The Go-Between Read online

Page 9


  Sometimes it was just the two of us; sometimes we rolled around in a giant SUV, picking up members of my father’s crew before taking off to some magnificent place to eat.

  My father liked the hidden places best—the places that didn’t have a sign out front or any indication that beyond those doors lay some of the most delicious food you ever tasted. I can close my eyes and be back there, in the garden of Los Chicos Chapultepec. To get to the Chicos, you have to walk through an antiques store that looks like your grandmother’s attic that hadn’t been cleaned out in decades. But in the back, there was Jago, manning the grill, serving up the most delicious tortas on his mother’s homemade bread—grilled octopus, short ribs with red chile sauce, chicken marinated with red onions. I mean, heaven.

  Then there was Salvatore’s, my father’s favorite barbershop. You had to climb three flights of stairs in an old nineteenth-century building, but when you got to the top floor, you reached this beautiful loft, with midcentury modern furniture, everything slick and smooth like something out of Architectural Digest.

  In one corner, there were two vintage barber chairs. On the far side of the room, there was a long banquette where Crista, Salvatore’s girlfriend, served up tapas and tonics. This was my father’s world, a whole city of places where he was known and loved and treated like a king. It was good that he had his Iron Man movie to voice over. It was nice that Rogelio Claro, his buddy, had come to town and the studio had rented Rogelio an apartment in the Wilshire district, just a fifteen-minute drive away. But Mexico City was a booming metropolis that my father knew como la palma de su mano, like the palm of his hand. Los Angeles was still, for him, a city of closed doors, and I knew that he sometimes felt like he would never see more than the back of Hollywood’s hand.

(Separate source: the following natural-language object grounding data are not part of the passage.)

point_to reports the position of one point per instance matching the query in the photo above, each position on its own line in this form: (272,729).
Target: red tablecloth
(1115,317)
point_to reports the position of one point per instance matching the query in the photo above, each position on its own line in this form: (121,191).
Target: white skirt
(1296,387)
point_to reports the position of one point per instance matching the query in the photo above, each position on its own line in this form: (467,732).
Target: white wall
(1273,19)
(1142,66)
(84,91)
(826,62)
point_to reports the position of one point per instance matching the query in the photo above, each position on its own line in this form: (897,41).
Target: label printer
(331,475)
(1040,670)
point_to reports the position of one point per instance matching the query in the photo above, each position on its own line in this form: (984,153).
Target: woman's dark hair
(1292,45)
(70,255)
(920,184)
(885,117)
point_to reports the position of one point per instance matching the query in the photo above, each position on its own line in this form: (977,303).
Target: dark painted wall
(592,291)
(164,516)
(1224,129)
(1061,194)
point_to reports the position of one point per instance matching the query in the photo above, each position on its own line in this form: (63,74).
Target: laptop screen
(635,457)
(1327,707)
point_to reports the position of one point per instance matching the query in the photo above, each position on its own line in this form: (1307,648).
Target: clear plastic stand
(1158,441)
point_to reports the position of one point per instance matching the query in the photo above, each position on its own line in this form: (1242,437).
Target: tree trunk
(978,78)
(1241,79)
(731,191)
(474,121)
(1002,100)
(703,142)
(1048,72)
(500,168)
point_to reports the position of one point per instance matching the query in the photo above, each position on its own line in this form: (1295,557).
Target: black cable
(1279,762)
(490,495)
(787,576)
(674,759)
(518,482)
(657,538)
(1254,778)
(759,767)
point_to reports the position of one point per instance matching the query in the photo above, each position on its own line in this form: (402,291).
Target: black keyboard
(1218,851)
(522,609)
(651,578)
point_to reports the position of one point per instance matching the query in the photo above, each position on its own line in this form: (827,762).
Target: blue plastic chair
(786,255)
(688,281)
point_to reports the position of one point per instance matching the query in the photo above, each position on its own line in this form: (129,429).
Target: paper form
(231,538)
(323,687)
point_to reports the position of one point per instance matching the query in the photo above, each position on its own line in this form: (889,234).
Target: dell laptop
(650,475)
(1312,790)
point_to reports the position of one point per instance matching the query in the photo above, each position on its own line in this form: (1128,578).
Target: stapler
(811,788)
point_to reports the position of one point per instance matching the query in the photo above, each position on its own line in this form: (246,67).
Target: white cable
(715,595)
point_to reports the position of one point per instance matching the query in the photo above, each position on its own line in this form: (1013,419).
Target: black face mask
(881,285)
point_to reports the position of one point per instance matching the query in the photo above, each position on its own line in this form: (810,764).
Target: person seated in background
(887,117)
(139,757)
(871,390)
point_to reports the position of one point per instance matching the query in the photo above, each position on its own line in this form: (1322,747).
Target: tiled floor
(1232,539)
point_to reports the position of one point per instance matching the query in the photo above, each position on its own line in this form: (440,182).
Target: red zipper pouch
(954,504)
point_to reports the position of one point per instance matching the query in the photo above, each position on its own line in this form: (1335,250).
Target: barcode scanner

  My mother’s show had received an order for what they call the front thirteen. Telenovelas are actually something between an American TV series and a series of movies. They tend to run, from beginning to end, every week for a year, and then the whole story line is complete. That show goes away, the characters go away, and a new telenovela starts. In the US, a show can go on for years and years, but each year you get, on average, about twenty-two episodes. When a show is new and they don’t know yet if it will be a hit, they order only thirteen episodes, aka “the front thirteen.” The idea was that the thirteen episodes offered some sort of resolution, so even if the show was canceled, all the people who actually did watch it could be satisfied that the characters they’d invested in had a little bit of a happy ending.

  By the time we’d been in the US for a few months, it was like we were at that same, “Okay, so are they going to make it or not?” point. My mother seemed to be totally not stressed about work. As far as our family was concerned, she had it the easiest. She was like a college student studying abroad. The scenery was different, but her job—stay slim and sexy, learn her lines, and perform on camera—was much the same.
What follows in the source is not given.